The year 2000 was so ridiculously awesome.  There was Y2K, for one, then hanging chads and Almost-President Gore.  I even managed to graduate from an American high school that year and begin my higher education at an American university.  I was but a sapling in the dense rainforest of life, and it was right around then (thanks to Napster and a new, non-dial-up, high-speed university internet system known as a “T1”) that I began my decade of digging for good music beyond what was played on the radio.

I just do whatever Incubus tells me to do.

I just do whatever Incubus tells me to do.

In a way I guess you could say I was a Fresh Scout long before Fresh Scouts even existed.  I had recently fallen in love with Incubus and did all I could to get my paws on any and everything Brandon Boyd and the gang touched.  One of those projects was something called “Loud Rocks,” a gimmicky yet entertaining album crossing hip-hop and hard rock.  Some of the hottest rock groups of the era (which, humorously enough, includes Crazy Town) teamed up to remix tracks from some of hip-hop’s biggest guns.

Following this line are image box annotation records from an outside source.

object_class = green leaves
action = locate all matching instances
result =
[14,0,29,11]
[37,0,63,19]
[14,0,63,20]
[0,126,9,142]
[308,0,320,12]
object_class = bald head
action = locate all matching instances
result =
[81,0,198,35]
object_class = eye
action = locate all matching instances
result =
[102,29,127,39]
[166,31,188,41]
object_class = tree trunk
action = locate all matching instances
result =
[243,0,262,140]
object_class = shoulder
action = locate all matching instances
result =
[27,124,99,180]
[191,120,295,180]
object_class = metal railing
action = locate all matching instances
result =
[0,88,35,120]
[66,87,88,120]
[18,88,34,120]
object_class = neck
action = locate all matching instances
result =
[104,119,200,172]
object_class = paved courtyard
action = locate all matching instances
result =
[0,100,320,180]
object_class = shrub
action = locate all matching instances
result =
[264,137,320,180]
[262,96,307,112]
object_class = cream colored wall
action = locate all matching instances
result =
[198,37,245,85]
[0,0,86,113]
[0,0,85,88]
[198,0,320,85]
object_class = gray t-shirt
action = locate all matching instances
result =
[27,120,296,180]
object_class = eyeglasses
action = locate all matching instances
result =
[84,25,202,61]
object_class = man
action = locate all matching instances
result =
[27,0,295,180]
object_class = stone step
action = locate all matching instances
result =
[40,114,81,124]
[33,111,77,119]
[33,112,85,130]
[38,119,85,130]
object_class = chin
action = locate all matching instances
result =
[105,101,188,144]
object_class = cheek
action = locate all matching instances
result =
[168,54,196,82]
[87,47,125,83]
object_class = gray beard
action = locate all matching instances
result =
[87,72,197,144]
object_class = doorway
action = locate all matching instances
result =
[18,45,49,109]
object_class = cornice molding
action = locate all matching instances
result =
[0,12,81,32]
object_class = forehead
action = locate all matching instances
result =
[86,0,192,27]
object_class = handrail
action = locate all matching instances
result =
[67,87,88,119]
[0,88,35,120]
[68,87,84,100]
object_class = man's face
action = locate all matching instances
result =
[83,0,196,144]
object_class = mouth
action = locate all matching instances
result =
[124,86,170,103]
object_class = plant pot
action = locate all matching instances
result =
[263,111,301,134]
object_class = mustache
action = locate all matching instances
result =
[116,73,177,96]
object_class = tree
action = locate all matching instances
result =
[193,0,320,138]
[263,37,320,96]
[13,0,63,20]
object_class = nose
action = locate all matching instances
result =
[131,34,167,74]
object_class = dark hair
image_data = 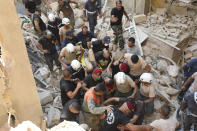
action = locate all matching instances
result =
[105,78,114,87]
[129,37,135,43]
[35,8,41,13]
[71,101,81,111]
[161,104,171,117]
[116,0,122,5]
[63,68,72,78]
[131,55,139,64]
[94,82,106,92]
[82,25,88,30]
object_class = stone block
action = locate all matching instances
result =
[47,107,61,127]
[156,8,167,15]
[134,14,146,24]
[170,5,188,16]
[38,91,53,106]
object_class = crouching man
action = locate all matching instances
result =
[100,97,152,131]
[82,83,112,131]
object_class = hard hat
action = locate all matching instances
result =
[62,18,70,25]
[140,73,153,83]
[48,13,55,21]
[194,92,197,104]
[114,72,126,84]
[104,36,110,44]
[71,60,81,71]
[91,38,97,42]
[66,43,75,53]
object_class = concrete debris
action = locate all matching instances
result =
[157,60,168,72]
[48,121,85,131]
[34,66,50,80]
[53,96,63,109]
[10,121,42,131]
[47,106,61,127]
[134,14,146,24]
[167,65,179,77]
[38,91,53,105]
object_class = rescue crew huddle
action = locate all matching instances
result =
[25,0,197,131]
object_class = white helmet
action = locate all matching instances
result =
[194,92,197,104]
[66,43,75,53]
[62,18,70,25]
[114,72,126,84]
[91,38,98,42]
[71,60,81,71]
[140,73,153,83]
[48,13,55,21]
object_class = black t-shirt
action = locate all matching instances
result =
[83,74,103,89]
[25,0,36,13]
[32,14,46,31]
[95,51,111,70]
[60,78,80,106]
[92,40,109,53]
[62,99,78,121]
[38,36,57,54]
[111,6,124,26]
[100,107,130,131]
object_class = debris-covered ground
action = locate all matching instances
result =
[14,1,197,131]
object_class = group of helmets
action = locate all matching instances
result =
[114,72,153,84]
[48,13,70,25]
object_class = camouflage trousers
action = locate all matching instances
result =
[111,25,124,49]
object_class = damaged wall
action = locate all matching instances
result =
[0,0,43,127]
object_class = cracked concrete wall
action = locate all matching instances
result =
[0,0,43,127]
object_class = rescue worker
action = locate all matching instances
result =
[71,60,85,80]
[77,26,95,49]
[60,68,82,107]
[61,31,79,48]
[82,83,111,131]
[150,104,179,131]
[137,73,155,115]
[59,18,72,44]
[100,97,152,131]
[114,72,138,98]
[88,36,110,55]
[82,68,103,90]
[37,31,61,72]
[178,58,197,103]
[125,37,141,56]
[84,0,101,34]
[47,13,62,43]
[58,43,80,69]
[180,92,197,131]
[32,9,46,37]
[114,53,151,87]
[57,0,78,31]
[111,0,130,49]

As far as the album is concerned, this usually turned out pretty well.  Incubus, for example, teamed up with Big Pun to remix “Still Not a Player,” while other tracks included mash-ups of classic Wu-Tang Clan songs by teaming up with Tom Morello of Rage Against the Machine, Chad Smith of Red Hot Chili Peppers, Ozzy Osbourne, and System of a Down, as well as a redo of Xzibit’s “What U See is What U Get,” one of my all-time favorite rap songs made even more awesome by the talents of Sevendust.

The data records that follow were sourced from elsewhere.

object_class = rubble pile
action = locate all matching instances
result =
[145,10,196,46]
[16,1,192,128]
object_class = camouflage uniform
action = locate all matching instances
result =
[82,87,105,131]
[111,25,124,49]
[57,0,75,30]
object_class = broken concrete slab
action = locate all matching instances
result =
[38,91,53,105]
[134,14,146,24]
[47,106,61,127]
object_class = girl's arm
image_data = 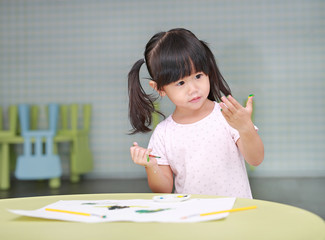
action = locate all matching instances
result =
[220,95,264,166]
[130,142,173,193]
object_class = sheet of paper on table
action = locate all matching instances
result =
[8,198,236,223]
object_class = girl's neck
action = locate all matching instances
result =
[172,99,215,124]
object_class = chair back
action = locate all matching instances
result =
[15,103,62,180]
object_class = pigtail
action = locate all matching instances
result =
[128,59,156,134]
[201,41,231,101]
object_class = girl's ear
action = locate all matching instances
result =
[149,80,166,97]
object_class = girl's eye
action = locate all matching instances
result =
[176,81,185,86]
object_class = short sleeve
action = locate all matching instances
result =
[148,122,169,165]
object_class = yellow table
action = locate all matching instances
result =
[0,193,325,240]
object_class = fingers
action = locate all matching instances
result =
[130,142,152,166]
[246,94,254,112]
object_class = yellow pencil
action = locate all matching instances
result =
[182,206,257,219]
[45,208,106,218]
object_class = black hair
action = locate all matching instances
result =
[128,28,231,134]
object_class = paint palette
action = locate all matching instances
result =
[152,194,191,202]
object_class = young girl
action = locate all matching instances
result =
[128,29,264,198]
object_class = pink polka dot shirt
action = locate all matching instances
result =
[148,103,252,198]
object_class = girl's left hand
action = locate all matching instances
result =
[219,95,253,132]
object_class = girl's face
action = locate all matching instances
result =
[160,72,210,110]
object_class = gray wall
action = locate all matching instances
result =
[0,0,325,189]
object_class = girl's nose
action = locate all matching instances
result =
[187,81,198,95]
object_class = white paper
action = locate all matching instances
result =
[9,198,236,223]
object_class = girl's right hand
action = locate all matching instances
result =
[130,142,157,167]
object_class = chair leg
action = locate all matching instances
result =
[49,178,61,188]
[0,143,10,190]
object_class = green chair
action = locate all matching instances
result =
[57,104,93,182]
[0,105,18,190]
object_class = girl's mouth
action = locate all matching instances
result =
[190,97,201,103]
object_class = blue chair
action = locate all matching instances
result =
[15,103,62,182]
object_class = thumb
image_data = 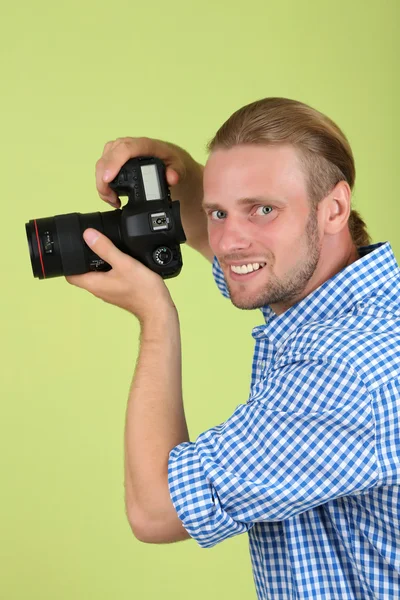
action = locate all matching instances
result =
[83,228,122,266]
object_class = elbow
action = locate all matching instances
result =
[126,508,150,544]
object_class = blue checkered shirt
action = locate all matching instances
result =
[168,243,400,600]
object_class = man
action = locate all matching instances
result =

Mobb Deep and Everlast do a rocky version of “Shook Ones” that’s just as soulful as the original but a little more energetic, and Dead Prez teams up with Static-X to do an interesting re-rendition of “Hip-Hop.”  Yeah, there’s the Crazy Town song and, inexplicably, something featuring Sugar Ray as the “rockers,” but it really was such a cool album.  Mixing these two genres back in 2000 was sort of a new thing, and this was a great example of how that experimentation could churn out some musical magic.

Plus, like I said, anything with Incubus gets my time, attention, and appreciation.  Those boys can do no wrong in my eyes, like a biological child that I’ve spent my life spoiling.  This didn’t sell a ton of records, but I love it all the same.

Oh, and I forgot about Elian Gonzales.  Remember him?  The cute Cuban boy who eventually got deported after a long, drawn-out custody battle?  That was awesome.  I miss 2000.